Foi uma das mulheres homenageadas pela marca de brinquedos Mattel. Ficou orgulhosa com a sua Barbie astrobióloga?
Receber a Barbie astrobióloga foi um grande orgulho. E achei que fazia sentido estar disponível para a iniciativa da Mattel por causa do tipo de mensagem que ela passa: pôr alguém da Ciência como inspiração é uma mudança completa de paradigma. Ao nível da alteração dos chamados role models, é um esforço muito meritório.
A Barbie astrobióloga é um apelo para haver mais mulheres nas áreas chamadas STEM (Science, Technology, Engineering and Mathematics)?
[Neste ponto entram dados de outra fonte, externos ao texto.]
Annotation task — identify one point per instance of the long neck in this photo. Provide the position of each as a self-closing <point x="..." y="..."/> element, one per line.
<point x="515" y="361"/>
É sobretudo um esforço para mostrar às meninas que elas podem ser o que quiserem. Quando eu era pequena, detestava Barbies. Não me identificava com aquela boneca com uma cinturinha muito fininha, achava que não representava as mulheres do dia a dia, só vestia vestidos bonitos e pronto. Mas se as meninas quiserem brincar com bonecas, excelente. O que digo é que devemos mostrar-lhes tudo aquilo que existe, não lhes limitando as profissões disponíveis. Querem ser astronautas? Podem. Querem ser mães e ficar em casa? Ótimo. O importante é mostrar-lhes as possibilidades, revelar-lhes tudo o que existe, não deixar que as mulheres fiquem limitadas, permitir que façam uma escolha consciente.